Refresh Flow Data Using Incremental Refresh
Note: Starting in version 2020.4.1, you can now create and edit flows in Tableau Server and Tableau Cloud. The content in this topic applies to all platforms, unless specifically noted. For more information about authoring flows on the web, see Tableau Prep on the Web(Link opens in a new window) in the Tableau Server help.
Starting in Tableau Prep Builder version 2020.2.1 and on the web, you can configure your flow inputs and outputs to refresh incrementally so that only the new rows are retrieved and processed when the flow runs, saving you time and resources.
For example, if your flow includes transaction data that updates daily, you can set up incremental refresh to retrieve and process only the new transactions every day, then run a full refresh weekly or monthly to refresh all of your flow data.
Note: To run incremental refresh on flow inputs that use the Salesforce connector, you must be using Tableau Prep Builder version 2021.1.2 or later. Incremental refresh is not currently supported when writing flow outputs to Microsoft Excel or CRM Analytics.
To run your flow using incremental refresh, Tableau Prep needs the following information:
- The field that detects new rows in the input table.
- The field to use to compare the last processed values in the flow output with the values in the input to determine which rows are new. For more information, see Incremental refresh with Append.
- How you want to write the new data to your tables. You can either add new data to your existing tables, overwrite your table data with the new data, or starting in Tableau Prep Builder version 2020.3.1 and on the web, replace data in an existing table.
Tableau Prep enables you to select how your data is refreshed and how your tables are updated with the flow output. The following table describes the different options and their benefits.
|Refresh Combination||Data Processed||Table Update||Benefits|
|Full Refresh + Create Table||All||Create or overwrite the existing table with the full data set.||
Refresh all the data on every flow run.
|Full Refresh + Append to Table||All||Add new rows to the existing table.||Keep track of both new and existing data on every flow run. Append to table isn't available for .csv output types.|
|Full Refresh + Replace data||All||Replace rows in the existing table.||Maintain your existing table schema structure but replace all the data with every flow run.|
|Incremental Refresh + Create Table||New rows only||Create or overwrite the existing table with only the new rows.||
Create a new table with only the new rows as the complete data set.
If the output data source doesn't exist or can't be connected to when the flow runs, the flow will fail. A full refresh is necessary to create the output before it can be used incrementally.
|Incremental Refresh + Append to Table||New rows only||Add the new rows to the existing table.||
Add only the new rows to the existing table. Append to table isn't available for .csv output types. See Incremental refresh with Append.
|Incremental Refresh + Replace data||New rows only||Replace all rows in the existing table with only the new rows.||Maintain your existing table schema structure, but replace all the data with only the new rows, making this your complete data set.|
Configure incremental refresh
To configure your flow to use incremental refresh, you need to specify settings on both the Input steps and the Output steps where you want to use this option. In the Input step, specify how Tableau Prep will find your new rows. In the Output step, specify how the new rows are written to your table. When you run the flow, you can select either a full or incremental refresh type.

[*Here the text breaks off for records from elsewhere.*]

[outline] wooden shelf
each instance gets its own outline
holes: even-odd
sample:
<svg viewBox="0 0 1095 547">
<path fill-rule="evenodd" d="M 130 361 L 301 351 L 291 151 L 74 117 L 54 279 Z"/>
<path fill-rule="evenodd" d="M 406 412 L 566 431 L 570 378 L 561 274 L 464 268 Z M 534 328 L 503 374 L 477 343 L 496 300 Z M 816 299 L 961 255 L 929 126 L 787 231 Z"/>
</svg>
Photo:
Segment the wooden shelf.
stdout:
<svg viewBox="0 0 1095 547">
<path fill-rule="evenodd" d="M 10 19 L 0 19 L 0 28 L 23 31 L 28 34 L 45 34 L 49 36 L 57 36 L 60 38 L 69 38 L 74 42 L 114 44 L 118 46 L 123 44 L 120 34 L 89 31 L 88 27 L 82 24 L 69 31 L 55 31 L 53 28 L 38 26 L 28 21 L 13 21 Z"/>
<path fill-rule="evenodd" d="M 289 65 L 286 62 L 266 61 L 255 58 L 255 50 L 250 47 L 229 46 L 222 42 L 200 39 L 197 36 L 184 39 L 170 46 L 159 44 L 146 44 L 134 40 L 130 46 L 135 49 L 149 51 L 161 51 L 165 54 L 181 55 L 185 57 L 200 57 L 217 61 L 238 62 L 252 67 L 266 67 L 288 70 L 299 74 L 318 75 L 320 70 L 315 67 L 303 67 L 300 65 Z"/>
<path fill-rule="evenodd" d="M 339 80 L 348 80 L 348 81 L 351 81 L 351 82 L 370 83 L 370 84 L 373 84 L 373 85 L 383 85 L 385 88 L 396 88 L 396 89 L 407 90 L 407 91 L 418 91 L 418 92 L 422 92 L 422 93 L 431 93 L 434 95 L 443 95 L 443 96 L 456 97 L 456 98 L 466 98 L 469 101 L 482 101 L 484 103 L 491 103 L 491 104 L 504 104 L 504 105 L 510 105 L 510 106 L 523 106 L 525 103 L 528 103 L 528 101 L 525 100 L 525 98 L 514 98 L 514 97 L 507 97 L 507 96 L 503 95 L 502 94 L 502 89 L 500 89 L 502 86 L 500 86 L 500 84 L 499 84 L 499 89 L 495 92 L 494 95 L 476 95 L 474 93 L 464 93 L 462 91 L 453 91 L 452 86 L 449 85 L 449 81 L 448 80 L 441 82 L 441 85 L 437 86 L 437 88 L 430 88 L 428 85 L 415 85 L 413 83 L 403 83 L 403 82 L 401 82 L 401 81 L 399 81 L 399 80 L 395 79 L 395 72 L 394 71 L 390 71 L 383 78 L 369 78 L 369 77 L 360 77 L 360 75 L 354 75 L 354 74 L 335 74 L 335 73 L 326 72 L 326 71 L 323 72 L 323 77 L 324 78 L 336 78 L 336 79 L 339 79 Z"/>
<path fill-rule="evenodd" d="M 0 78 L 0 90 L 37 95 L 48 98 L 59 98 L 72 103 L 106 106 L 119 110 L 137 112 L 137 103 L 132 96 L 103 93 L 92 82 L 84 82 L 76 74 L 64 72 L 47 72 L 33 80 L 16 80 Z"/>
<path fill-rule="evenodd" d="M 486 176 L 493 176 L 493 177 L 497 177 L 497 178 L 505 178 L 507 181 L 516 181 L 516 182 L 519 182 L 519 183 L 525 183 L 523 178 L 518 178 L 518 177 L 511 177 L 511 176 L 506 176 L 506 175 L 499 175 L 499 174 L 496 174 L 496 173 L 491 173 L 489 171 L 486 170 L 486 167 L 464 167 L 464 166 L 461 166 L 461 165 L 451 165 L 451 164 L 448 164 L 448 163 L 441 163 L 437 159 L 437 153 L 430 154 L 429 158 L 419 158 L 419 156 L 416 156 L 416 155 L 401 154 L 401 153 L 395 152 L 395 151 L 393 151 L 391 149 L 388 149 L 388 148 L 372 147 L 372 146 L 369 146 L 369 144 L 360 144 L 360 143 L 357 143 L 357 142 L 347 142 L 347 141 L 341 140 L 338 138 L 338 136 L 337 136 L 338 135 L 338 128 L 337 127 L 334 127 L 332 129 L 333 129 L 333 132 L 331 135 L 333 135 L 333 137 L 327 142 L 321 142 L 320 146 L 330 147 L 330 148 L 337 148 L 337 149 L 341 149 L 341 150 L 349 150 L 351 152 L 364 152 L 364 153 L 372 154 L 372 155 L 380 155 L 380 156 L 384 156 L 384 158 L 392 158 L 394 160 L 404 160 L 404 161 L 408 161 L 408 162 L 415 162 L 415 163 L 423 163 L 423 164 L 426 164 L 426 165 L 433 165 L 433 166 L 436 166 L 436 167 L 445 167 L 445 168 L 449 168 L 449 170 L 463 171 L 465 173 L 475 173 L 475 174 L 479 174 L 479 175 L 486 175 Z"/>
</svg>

Tip: After you configure your input and output steps for incremental refresh, you can preserve your configurations and reuse them. Copy and paste the steps to use them elsewhere in your current flow or in Tableau Prep Builder, use Save Steps as Flow to save the selected steps to a local file or to your server to reuse the steps in other flows. For more information about copying, pasting or reusing steps, see Copy steps, actions and fields.

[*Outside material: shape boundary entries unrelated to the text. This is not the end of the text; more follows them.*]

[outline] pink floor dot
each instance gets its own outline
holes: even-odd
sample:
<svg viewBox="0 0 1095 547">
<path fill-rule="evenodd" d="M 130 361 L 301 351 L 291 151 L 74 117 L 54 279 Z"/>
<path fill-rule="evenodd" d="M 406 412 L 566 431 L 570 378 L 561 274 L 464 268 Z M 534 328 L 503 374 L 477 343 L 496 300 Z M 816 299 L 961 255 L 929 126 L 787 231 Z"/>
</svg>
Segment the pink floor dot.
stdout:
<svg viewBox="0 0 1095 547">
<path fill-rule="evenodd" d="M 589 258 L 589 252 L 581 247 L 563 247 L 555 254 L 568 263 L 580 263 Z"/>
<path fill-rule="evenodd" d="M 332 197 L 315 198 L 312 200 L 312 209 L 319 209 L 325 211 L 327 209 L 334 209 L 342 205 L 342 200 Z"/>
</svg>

- In the flow pane, select the input step that you want to configure for incremental refresh.
- In the Input pane on the Settings tab, under the Incremental Refresh (Set up Incremental Refresh section in prior versions), set the following options:
Select Enable incremental refresh (Enable in prior versions).
Input field (Identify new rows using field in prior versions): Select the field that you want to refresh in your input data. This field must be assigned a data type of Number (whole), Date, or Date & Time. Currently, you can only select a single field.
Note: You can remove or rename this field later in the flow, as long as the field you specify in the Output field (Field name in output in prior versions) can be used to compare this field with the latest output to find new rows.
Output: Select the output that is related to your input and that includes the field that will be used to compare rows.
Output field (Field name in output in prior versions): Select the field to use to compare the last processed values in the flow output with the values in the input to find new rows. This field must have the same data type as the field you specified in the Input field (Identify new rows using field in prior versions).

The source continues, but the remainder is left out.